As we see growth in the number of Academy Trusts we are seeing more positions develop for those who want to remain steeped in their subject, for instance becoming Directors. However this is often the case for core subject areas such as English and Maths. Some choose to specialise in a particular skill such as data but again positions are limited and require the member of staff to upskill in a completely different area than teaching which is where many of the most passionate teachers want to remain.

So how do we offer them a sense of development? Particularly for those teachers who want to be exceptional in the classroom and do not want additional responsibility that takes them away from the reason they joined the profession in the first place? How do we reward and create a sense of achievement and progression for our most valuable members of staff without taking them out of the classroom?

Of course I posed this questions to the great teaching community on Twitter and was amazed by the discussion it prompted. I heard of great examples of schools getting creative, listening to teacher passions and looking at how these can be developed. Some are offering Lead practitioner status, development in Lego therapy, teaching those with autism or dyspraxia and getting involved in teacher development. However, there was overwhelming feedback that this is something that needs to be looked at or explored further in schools, as the traditional route highlighted above still seems to be the norm and the expectation in many schools.

I wonder whether we should be moving towards a system like that of the universities where subject specialists are employed as Readers, senior teachers etc.. shown below. I know this is somewhat reflected in where they are on the pay scale however do we recognise it in their title?

An exploration of alternative jobs would need exploration of really clear expectations. For instance what would the expectations of a Reader in History look like? How much research would they be expected to engage in? Would they be expected to network beyond the school/trust. Would they be asked to research within the school/trust into teaching methods for that subject? Would the school expect them publish either on a school/trust blog or in publications such as Impact? How much time will they be allowed to do this?

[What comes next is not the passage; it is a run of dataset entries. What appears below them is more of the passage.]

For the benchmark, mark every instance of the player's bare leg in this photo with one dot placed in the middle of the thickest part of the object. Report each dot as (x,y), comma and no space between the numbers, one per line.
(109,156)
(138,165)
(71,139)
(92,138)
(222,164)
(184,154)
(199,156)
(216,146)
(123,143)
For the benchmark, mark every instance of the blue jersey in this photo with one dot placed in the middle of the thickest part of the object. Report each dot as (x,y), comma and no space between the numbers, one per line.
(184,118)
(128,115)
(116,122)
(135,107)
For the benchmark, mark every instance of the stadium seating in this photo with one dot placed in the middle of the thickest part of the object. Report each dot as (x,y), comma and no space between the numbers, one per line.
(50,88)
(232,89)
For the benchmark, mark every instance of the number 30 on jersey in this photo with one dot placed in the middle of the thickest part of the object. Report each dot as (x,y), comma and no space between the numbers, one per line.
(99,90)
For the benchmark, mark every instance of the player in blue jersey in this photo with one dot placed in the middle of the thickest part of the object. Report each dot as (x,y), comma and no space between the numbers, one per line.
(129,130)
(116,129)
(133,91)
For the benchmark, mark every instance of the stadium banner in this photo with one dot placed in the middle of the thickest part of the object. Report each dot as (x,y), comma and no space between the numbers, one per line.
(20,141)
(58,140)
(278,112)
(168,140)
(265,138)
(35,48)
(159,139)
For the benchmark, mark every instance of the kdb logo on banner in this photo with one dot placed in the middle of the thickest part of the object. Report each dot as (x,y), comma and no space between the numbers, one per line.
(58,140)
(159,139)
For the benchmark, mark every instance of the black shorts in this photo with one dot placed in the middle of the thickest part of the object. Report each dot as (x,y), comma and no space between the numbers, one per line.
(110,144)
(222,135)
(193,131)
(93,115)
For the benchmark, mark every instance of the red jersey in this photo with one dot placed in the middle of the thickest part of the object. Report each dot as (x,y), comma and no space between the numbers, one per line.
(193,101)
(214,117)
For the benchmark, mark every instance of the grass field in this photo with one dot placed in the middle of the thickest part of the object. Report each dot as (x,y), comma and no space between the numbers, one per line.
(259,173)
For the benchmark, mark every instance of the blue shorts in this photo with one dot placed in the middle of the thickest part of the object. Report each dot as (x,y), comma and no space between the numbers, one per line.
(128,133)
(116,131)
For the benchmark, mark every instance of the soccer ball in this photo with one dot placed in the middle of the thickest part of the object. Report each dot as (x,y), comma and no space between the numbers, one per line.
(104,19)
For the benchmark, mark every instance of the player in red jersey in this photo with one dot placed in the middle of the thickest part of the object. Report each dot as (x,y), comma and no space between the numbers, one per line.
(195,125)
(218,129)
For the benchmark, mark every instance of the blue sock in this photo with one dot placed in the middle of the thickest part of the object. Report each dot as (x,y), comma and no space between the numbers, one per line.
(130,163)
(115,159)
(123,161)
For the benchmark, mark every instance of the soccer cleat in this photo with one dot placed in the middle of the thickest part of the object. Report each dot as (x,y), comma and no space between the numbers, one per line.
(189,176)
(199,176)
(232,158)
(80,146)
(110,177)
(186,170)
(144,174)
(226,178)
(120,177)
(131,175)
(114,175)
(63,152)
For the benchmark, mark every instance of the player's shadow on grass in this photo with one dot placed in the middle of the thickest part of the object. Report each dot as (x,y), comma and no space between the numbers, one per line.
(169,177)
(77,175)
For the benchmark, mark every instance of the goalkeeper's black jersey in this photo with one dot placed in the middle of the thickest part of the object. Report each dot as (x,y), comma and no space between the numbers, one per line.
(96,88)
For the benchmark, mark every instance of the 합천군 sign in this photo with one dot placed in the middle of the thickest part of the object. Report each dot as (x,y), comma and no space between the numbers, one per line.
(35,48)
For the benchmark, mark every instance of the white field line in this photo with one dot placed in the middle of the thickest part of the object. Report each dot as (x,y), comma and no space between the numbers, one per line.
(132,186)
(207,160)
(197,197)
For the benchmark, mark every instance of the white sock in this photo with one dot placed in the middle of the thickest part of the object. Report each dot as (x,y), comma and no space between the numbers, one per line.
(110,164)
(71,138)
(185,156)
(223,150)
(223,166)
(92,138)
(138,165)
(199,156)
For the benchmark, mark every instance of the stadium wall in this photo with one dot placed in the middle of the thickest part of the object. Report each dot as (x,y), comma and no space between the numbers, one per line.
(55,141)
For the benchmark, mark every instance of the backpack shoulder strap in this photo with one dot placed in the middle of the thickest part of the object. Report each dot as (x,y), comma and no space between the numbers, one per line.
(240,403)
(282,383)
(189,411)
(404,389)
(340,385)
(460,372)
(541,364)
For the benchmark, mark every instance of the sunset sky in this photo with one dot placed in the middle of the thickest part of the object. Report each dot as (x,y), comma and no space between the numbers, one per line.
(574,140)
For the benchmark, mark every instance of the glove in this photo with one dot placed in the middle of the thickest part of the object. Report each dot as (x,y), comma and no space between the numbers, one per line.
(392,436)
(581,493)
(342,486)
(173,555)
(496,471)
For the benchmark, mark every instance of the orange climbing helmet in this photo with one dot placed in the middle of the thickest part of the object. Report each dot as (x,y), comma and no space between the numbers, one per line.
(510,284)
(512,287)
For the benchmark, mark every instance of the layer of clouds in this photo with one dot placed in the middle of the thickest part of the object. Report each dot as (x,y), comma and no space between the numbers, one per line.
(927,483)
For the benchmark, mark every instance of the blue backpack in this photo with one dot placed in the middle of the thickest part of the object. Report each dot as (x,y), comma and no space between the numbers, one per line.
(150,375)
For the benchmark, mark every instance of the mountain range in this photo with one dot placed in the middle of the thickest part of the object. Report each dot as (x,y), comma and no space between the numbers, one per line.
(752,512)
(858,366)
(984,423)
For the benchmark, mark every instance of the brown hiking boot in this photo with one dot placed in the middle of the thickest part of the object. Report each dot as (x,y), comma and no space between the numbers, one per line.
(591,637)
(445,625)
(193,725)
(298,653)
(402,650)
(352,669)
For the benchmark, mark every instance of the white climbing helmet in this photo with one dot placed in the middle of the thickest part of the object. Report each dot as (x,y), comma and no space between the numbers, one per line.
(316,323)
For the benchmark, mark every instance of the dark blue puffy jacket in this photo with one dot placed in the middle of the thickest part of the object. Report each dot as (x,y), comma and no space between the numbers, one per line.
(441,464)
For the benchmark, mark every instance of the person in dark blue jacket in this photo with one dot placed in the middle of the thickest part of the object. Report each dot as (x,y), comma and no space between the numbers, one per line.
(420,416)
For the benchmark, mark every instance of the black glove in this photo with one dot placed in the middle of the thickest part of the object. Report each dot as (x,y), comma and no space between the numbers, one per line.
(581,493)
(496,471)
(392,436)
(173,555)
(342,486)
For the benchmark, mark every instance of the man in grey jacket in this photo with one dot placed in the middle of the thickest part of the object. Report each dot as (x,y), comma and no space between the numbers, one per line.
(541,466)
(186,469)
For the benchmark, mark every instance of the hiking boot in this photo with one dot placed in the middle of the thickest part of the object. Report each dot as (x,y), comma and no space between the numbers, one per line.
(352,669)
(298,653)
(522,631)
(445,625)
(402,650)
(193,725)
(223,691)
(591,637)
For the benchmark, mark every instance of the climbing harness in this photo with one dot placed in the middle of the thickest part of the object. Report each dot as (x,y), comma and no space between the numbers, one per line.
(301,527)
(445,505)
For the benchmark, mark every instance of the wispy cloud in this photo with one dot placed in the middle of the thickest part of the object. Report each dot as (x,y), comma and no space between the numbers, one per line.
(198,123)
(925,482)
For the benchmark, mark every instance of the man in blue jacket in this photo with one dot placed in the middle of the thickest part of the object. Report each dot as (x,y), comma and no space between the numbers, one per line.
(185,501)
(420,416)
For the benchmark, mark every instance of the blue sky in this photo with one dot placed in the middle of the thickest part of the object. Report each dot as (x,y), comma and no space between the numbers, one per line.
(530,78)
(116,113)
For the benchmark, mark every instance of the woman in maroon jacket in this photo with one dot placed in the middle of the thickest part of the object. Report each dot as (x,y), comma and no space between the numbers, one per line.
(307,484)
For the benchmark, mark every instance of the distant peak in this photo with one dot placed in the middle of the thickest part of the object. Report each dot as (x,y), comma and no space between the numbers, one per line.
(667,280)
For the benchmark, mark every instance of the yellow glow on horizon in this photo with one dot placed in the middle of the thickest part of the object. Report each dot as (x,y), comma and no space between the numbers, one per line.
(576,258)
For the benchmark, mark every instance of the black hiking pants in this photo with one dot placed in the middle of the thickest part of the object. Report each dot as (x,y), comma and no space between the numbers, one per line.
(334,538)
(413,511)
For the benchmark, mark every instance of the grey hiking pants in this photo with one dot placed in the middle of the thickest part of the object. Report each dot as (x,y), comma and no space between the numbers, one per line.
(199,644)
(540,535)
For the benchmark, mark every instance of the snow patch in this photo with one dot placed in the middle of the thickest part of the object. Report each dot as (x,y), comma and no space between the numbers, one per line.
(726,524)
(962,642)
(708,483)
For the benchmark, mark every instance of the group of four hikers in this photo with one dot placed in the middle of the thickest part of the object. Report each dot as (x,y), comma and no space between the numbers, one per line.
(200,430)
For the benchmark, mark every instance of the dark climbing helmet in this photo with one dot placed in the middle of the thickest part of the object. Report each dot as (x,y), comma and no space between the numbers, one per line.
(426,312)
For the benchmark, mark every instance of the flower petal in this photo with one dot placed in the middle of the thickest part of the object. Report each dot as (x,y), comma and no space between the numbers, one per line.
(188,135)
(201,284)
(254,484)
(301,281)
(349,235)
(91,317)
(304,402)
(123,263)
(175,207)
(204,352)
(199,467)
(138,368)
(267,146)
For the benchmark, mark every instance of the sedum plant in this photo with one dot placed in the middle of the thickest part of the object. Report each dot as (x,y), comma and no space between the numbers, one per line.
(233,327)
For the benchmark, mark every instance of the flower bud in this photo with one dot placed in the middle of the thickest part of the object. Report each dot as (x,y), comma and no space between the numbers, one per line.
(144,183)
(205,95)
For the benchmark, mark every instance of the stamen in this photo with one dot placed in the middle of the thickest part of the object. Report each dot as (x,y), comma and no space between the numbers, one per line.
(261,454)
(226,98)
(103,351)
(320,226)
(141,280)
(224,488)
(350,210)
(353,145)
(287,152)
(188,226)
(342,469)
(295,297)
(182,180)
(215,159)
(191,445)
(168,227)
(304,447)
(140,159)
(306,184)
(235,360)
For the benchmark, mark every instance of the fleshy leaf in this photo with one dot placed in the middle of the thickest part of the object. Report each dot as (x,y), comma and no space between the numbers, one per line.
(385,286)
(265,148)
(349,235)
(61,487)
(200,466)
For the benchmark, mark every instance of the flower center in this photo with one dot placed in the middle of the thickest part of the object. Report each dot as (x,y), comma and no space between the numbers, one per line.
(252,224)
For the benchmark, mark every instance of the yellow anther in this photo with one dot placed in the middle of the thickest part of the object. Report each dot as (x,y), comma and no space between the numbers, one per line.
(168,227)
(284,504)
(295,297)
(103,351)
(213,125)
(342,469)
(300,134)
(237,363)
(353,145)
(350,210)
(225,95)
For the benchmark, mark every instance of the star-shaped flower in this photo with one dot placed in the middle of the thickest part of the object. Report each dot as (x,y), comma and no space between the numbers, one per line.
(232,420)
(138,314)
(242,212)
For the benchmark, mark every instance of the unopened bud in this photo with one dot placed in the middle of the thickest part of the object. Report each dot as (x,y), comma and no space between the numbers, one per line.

And therein lies the rub. If we want to create more opportunities for teachers to develop in the classroom we have to be clear about what the expectations are of them and be willing to give them time to complete them. Time means money and schools are already struggling in many cases to manage budgets that are tight. I have no doubt that a role such as the above would add value to a school, bring a sense of pride to a department and the teacher carrying it out. Recognise a professional who loves being in the classroom. They could then upskill others with their findings. But it requires schools to get creative with their budgets.

I do believe it can be done. Many a time I have joined a school where staff have fallen into their TLR role as requested by a member of leadership many years ago but have now lost their way with no clear targets or sense of direction. I think they could be reinvigorated with clear research roles or areas of development to help the most vulnerable. In order for this to work and for us to ensure that teachers who want to remain in the classroom feel a sense of achievement, we must collaborate with them to create a new journey through their profession that doesn’t always lead to Senior Leadership. Exactly how we do this will depend on finance, timetabling and the conversations with the individual teachers. But if we want to champion our most valuable assets I think it must be explored.